Si hay excesos, se pagan.

Pero no confundamos los nombres de los buenos y los malos en esta historia.

• Diego Estacio y Carlos Palate fueron los buenos de esta historia, los dos ciudadanos que mató ETA en la T4.

• Portu y Sarasola fueron sus asesinos. Que confiaron en que huyendo y escondiéndose quedarían impunes pero que fueron detenidos por la Guardia Civil, juzgados y condenados.

Intentaron matar a otras 48 personas con su furgoneta bomba. Y hoy están cumpliendo su pena.

Esto, también, son los hechos.

Lo de Oxfam se le pone muy feo a esta ONG con presencia en un montón de países.

También el nuestro. Con decenas de miles de socios que merecen algo más que un párrafo en la página web después de las denuncias que se amontonan en esta semana horribilis de Oxfam.
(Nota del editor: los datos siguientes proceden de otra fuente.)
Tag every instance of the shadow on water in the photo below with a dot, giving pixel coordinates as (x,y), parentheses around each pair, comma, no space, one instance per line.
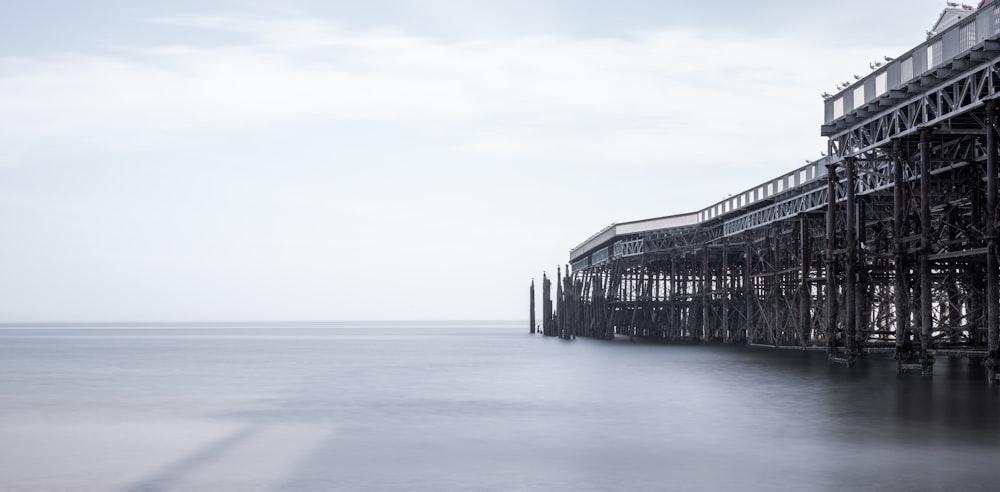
(168,477)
• La revelación de que hubo cooperantes en Haití que organizaron fiestas sexuales con prostitutas en las casas que ocupaban. Aprovechando lo baratos que se ofrecían los servicios sexuales en un país pobre de solemnidad y devastado por un terremoto.
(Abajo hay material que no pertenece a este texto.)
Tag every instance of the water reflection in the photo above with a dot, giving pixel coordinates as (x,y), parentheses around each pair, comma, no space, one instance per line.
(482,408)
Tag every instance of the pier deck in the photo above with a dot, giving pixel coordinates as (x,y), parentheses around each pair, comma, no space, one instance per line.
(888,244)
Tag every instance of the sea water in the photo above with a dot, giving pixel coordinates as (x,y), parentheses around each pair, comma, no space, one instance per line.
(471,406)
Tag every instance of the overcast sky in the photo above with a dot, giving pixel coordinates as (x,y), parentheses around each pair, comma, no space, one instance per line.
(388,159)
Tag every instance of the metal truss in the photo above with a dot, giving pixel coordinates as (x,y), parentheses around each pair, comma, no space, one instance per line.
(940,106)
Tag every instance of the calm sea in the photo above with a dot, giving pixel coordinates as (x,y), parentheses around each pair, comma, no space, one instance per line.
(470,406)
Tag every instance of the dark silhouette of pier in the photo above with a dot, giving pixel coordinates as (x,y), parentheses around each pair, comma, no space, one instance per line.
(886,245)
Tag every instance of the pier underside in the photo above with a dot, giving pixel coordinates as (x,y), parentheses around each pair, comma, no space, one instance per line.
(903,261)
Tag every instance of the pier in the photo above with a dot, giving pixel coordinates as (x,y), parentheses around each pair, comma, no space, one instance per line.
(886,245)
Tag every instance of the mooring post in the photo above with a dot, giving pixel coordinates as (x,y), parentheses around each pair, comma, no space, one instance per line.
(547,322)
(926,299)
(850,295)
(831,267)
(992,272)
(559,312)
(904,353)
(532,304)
• La denuncia de explotación laboral y abusos sexuales en otros lugares del mundo. Que llegaron hasta la dirección de la ONG en Londres, como contó ayer en una entrevista una ex directiva.

• Más denuncias: éstas de adolescentes que colaboran como voluntarios en las tiendas de Oxfam en el Reino Unido y que informaron de acoso sexual. Sin que nadie les hiciera caso.

• Y por último —de momento—, la detención del presidente de Oxfam Internacional por un caso de corrupción en Guatemala. Fue ministro de Alvaro Colom y pasa la noche, con medio gabinete, investigado por el desvío de dinero publico a empresas privadas.

El escándalo es de enormes dimensiones. No sólo porque lo han destapado antiguos directivos de la ONG, no sólo porque ha admitido la existencia de abusos en Haití la subdirectora de la organización —que ha presentado su renuncia—; es un escándalo grande porque lo que está en cuestión no es si todos los empleados de Oxfam son abusadores (obviamente no lo son, la abrumadora mayoría de ellos son, seguro, profesionales honrados y entregados); lo que está en cuestión es el encubrimiento. La actuación de los responsables de la ONG cuando supieron de la existencia de estos casos, cuando tuvieron sobre la mesa las denuncias.

La reacción que ha tenido Oxfam se parece mucho a la que tienen los partidos cuando les estalla un caso de corrupción. O a la que tienen los obispos cuando se destapa en su diócesis un caso de pederastia. La reacción es limitar el alcance a esos casos concretos y pedir que no se extienda la sospecha a toda la organización porque haya unos cuantos garbanzos negros. Pero tanto en el caso de los partidos, como en el de la Iglesia católica, como en el de Oxfam, lo relevante es qué sabían de esos garbanzos negros antes de que la opinión pública, a la justicia, tuviera noticia de ellos. Qué sabían y qué hicieron para saber. Para esclarecer. Y para castigar.

Por lo que se sabe hasta ahora, los responsables de Oxfam eligieron el encubrimiento. Silenciar lo ocurrido. Presionar a los afectados para que no hablaran. Ése es el escándalo. En una organización que depende de algo tan delicado como su reputación. Porque de eso depende la confianza de sus cientos de miles de socios.